Hotelling's law is an observation in economics that in many markets it is rational for producers to make their products as similar as possible. This is also referred to as the principle of minimum differentiation as well as Hotelling's "linear city model". The observation was made by Harold Hotelling (1895–1973) in the article "Stability in Competition" in Economic Journal in 1929.[1]

The opposing phenomenon is product differentiation, which is usually considered to be a business advantage if executed properly.

Example

File:Mrzezyno2Apteki.jpg
Two pharmacies on the main street in Mrzeżyno. Possibly an effect of Hotelling's location competition.

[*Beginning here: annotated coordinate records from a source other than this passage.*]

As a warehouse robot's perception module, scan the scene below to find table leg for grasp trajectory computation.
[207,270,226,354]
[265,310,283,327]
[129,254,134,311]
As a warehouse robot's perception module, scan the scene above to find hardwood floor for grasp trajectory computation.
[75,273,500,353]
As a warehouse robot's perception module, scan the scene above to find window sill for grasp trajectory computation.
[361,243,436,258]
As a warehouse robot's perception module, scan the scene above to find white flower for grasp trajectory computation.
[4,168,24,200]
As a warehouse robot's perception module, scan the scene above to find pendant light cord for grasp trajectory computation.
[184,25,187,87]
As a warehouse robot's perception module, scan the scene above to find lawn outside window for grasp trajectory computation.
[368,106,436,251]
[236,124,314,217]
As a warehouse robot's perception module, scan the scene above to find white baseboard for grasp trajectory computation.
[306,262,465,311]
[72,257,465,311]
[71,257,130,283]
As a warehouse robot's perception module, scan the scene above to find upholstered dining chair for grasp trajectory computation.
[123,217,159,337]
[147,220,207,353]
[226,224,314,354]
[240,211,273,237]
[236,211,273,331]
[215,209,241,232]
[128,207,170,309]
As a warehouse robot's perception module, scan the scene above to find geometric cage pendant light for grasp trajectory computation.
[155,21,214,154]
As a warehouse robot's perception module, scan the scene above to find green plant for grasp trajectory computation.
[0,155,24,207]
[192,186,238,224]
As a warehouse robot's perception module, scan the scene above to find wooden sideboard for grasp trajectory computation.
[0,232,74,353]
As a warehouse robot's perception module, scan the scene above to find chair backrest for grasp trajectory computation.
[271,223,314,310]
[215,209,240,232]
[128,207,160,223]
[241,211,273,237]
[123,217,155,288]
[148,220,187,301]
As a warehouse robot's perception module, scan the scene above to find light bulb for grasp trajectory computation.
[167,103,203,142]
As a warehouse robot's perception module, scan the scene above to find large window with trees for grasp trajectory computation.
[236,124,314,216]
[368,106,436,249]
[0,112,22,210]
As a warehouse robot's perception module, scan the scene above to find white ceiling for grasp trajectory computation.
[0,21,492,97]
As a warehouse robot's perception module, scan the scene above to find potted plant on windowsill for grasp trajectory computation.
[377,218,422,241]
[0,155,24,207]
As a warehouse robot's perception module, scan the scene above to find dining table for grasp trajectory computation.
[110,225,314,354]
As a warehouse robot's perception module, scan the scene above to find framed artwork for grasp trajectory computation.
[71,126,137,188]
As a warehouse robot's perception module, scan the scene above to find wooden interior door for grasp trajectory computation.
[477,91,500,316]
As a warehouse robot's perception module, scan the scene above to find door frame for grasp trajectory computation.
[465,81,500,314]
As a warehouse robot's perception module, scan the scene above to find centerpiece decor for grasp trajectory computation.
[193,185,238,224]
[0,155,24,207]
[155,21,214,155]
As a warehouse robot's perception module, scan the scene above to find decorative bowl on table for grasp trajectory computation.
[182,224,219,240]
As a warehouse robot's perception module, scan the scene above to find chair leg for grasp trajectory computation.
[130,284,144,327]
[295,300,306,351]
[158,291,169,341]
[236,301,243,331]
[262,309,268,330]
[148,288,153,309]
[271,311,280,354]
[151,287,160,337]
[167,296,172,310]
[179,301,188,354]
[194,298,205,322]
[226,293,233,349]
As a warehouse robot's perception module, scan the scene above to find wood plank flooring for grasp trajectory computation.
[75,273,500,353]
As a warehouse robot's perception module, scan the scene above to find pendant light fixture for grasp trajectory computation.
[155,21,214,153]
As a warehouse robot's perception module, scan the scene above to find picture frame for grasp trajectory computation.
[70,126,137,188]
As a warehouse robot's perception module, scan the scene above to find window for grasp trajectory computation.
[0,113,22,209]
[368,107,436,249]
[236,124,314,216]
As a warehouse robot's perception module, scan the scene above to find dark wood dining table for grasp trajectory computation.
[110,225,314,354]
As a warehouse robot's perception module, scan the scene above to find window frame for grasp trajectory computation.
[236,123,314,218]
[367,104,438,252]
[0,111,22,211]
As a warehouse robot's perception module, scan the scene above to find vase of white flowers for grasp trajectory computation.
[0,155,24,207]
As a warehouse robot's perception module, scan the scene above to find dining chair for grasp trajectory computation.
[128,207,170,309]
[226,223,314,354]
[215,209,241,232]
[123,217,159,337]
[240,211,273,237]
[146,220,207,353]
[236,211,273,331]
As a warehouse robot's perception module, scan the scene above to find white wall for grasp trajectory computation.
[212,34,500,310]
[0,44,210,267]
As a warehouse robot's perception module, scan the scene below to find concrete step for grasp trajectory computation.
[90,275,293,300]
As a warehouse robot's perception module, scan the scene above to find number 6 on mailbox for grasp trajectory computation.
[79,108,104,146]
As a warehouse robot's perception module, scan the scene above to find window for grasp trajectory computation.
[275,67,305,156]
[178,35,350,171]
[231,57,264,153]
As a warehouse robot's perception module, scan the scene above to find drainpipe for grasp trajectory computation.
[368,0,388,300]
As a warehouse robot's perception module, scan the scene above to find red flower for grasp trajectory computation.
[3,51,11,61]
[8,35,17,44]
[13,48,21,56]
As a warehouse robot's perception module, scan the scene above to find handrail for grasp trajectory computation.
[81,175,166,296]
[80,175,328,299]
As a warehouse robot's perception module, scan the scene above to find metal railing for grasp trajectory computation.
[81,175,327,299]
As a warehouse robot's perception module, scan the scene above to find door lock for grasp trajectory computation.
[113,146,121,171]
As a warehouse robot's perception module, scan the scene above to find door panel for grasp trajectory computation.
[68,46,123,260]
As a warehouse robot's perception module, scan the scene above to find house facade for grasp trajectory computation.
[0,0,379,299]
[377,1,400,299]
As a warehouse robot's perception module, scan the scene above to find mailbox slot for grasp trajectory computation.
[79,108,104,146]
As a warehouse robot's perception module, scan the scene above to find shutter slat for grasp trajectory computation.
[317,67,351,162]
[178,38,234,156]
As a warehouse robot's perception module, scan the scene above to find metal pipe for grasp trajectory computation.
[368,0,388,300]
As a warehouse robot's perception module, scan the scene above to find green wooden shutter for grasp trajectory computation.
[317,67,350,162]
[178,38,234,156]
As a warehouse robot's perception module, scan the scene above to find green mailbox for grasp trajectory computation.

Suppose that there are two competing shops located along the length of a street running north and south. Each shop owner wants to locate his shop such that he maximises his own market share by drawing the largest number of customers. In this example, the shop itself is the 'product' considered and both products are equal in quality and price. There is no difference in product to the customers. Customers are spread equally along the street. Therefore, considering the prices are exactly the same, each customer will always choose the nearest shop because there is no difference in product.

One shop

For a single shop, the optimal location is anywhere along the length of the street. The shop owner is completely indifferent about the location of the shop since it will draw all customers to it, by default. However, from the point of view of a social welfare function that tries to minimize the sum of squares of distances that people need to walk, the optimal point is halfway along the length of the street.

Two shops: halfway

Hotelling's law predicts that a street with two shops will also find both shops right next to each other at the same halfway point. Each shop will serve half the market; one will draw customers from the north, the other all customers from the south.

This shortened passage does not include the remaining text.